018:13:12 Fullerton: Well, I can give you my feelings, anyway. It was a spectacular sight, and no doubt about it. I'd say the level of illumination would have made it easy to - to read a newspaper or anything like that from my vantage point near the VAB. The - the plume itself actually looked no larger or - or even any brighter, really, except in contrast, than it does on a day launch by comparison. But - well, the effect, I guess, was about what I expected just trying to extrapolate previous launches into a nighttime situation. The weather was very clear. That was one advantage gained by delaying the launch the 2 hours and 40 minutes that you did. By that time, there were very few clouds around at all. And we could see a brilliant flash there when the first stage cut off and the second stage ignited. And I lost you visually probably, oh, 4 to 5 minutes into the second stage, as best I can remember. Part of the problem was the brightness of the plume during the first stage, it kind of burned a spot on my eye; and so then I was - had reduced efficiency at looking for a small point of light from there on out. Stu's here with me and he was watching it, too. I'll see if he has anything to add.

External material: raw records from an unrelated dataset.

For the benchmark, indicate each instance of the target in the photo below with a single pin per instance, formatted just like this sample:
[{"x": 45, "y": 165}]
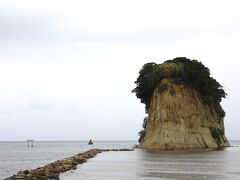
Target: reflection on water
[{"x": 144, "y": 165}]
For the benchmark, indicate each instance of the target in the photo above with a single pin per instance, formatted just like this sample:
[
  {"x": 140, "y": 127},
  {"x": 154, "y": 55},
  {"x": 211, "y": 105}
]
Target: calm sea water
[
  {"x": 139, "y": 164},
  {"x": 16, "y": 156}
]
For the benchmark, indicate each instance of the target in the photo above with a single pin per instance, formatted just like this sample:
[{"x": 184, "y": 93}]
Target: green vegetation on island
[
  {"x": 187, "y": 73},
  {"x": 182, "y": 71}
]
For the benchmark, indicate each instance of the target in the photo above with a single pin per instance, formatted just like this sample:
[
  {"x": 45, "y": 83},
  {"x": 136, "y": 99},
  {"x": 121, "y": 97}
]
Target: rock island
[{"x": 182, "y": 103}]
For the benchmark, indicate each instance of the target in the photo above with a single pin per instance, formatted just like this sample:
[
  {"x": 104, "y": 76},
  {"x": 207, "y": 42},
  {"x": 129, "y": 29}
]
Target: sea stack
[{"x": 183, "y": 106}]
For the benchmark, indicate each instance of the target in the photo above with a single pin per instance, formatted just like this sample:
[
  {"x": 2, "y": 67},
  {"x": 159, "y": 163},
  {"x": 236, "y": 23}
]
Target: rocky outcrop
[
  {"x": 178, "y": 119},
  {"x": 52, "y": 171}
]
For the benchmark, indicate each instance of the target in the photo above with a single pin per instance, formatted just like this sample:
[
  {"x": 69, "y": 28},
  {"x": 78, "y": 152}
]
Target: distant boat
[
  {"x": 90, "y": 142},
  {"x": 30, "y": 143}
]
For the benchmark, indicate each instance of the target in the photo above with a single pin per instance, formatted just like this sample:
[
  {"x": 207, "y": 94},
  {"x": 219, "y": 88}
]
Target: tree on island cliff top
[{"x": 190, "y": 73}]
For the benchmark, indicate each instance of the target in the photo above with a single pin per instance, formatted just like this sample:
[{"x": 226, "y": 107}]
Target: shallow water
[
  {"x": 146, "y": 165},
  {"x": 16, "y": 156},
  {"x": 139, "y": 164}
]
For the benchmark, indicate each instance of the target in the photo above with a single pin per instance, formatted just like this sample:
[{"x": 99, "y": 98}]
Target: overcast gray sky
[{"x": 67, "y": 68}]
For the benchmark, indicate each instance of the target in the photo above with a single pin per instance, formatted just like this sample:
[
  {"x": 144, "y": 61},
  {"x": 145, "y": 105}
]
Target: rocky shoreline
[{"x": 53, "y": 170}]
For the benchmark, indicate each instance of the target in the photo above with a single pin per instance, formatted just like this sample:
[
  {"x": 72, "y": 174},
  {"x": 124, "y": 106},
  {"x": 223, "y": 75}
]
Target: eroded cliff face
[{"x": 178, "y": 119}]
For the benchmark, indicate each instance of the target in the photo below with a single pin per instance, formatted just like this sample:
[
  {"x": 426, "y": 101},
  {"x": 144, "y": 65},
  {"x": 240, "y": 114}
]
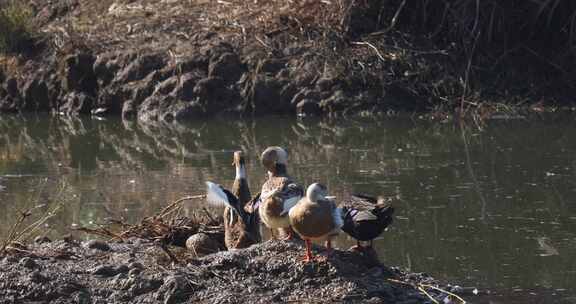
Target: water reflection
[{"x": 490, "y": 209}]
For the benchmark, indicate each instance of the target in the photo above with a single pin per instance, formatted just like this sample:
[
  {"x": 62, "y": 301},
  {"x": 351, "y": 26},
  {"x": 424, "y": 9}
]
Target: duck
[
  {"x": 279, "y": 192},
  {"x": 365, "y": 218},
  {"x": 241, "y": 229},
  {"x": 316, "y": 217}
]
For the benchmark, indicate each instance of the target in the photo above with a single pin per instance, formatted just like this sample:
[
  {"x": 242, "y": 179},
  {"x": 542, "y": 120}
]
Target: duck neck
[{"x": 240, "y": 187}]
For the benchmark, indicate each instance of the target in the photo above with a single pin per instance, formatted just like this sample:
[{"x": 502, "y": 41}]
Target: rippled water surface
[{"x": 493, "y": 209}]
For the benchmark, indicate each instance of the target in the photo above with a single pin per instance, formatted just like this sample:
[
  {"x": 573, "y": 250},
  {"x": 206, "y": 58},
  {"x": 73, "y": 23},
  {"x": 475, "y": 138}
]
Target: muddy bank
[
  {"x": 137, "y": 271},
  {"x": 177, "y": 60}
]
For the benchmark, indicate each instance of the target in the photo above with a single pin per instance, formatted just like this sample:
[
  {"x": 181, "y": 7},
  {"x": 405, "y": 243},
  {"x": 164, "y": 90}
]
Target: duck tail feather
[{"x": 338, "y": 214}]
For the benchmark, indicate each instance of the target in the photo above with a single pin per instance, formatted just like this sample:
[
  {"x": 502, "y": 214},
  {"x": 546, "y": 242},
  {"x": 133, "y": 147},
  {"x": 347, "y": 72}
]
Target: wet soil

018:15:14 Cernan: Stu who? [Pause.]
018:15:19 Fullerton: He said after that comment he has no comment.
018:15:23 Cernan: [Laughter.] I'm sorry, Stu.
018:15:28 Schmitt: I can't believe that; Stu always has something to add.
018:15:32 Evans: [Singing.] Houston, in case you just noticed, I forgot the Verb 67 until just now. Although, in reality, all we're trying to do here is get a Delta-H measurement anyhow. And, Houston, do you have any feel yet for what the Delta-H is - line has been?
018:15:59 Fullerton: Stand by, Ron. [Long pause.]
An issue with sighting on a planet's horizon is determining exactly where that horizon is. Like a mariner's sextant, the spacecraft's version had two lines of sight, one fixed and one movable. When viewing through the sextant, the CMP's task was to rotate the spacecraft in order to bring the appropriate horizon into view of the fixed line of sight. A dense filter dimmed this image so as not to outshine the image of a star. He then used the movable line of line of sight to superimpose the image of the required star onto the horizon. The problem was that Earth's atmosphere blurs the exact limb of the planet and so the astronaut has to select a level within the layers of atmosphere upon which to mark, and to do so consistently. To this end, CMPs trained on a special simulator at MIT using photographs of the horizon to get a feel for this part of the job.
One of the reasons for this exercise is to give Ron practice with a real planetary limb, then to calibrate where he keeps placing the star. At this stage, the ground controllers know very well where Earth's real horizon is and they can therefore compare that with the height off the planet's surface that Ron is consistently placing the star. This yields a difference in height (or Delta-H) between the two which can be stored and factored into later P23 exercises.
At this stage of the flight, P23 is a secondary means of navigation with radio techniques used from the ground being primary. Ron is merely keeping his hand in. But should a problem arise with the spacecraft's radio systems, he would be able to navigate the crew to a safe landing on Earth.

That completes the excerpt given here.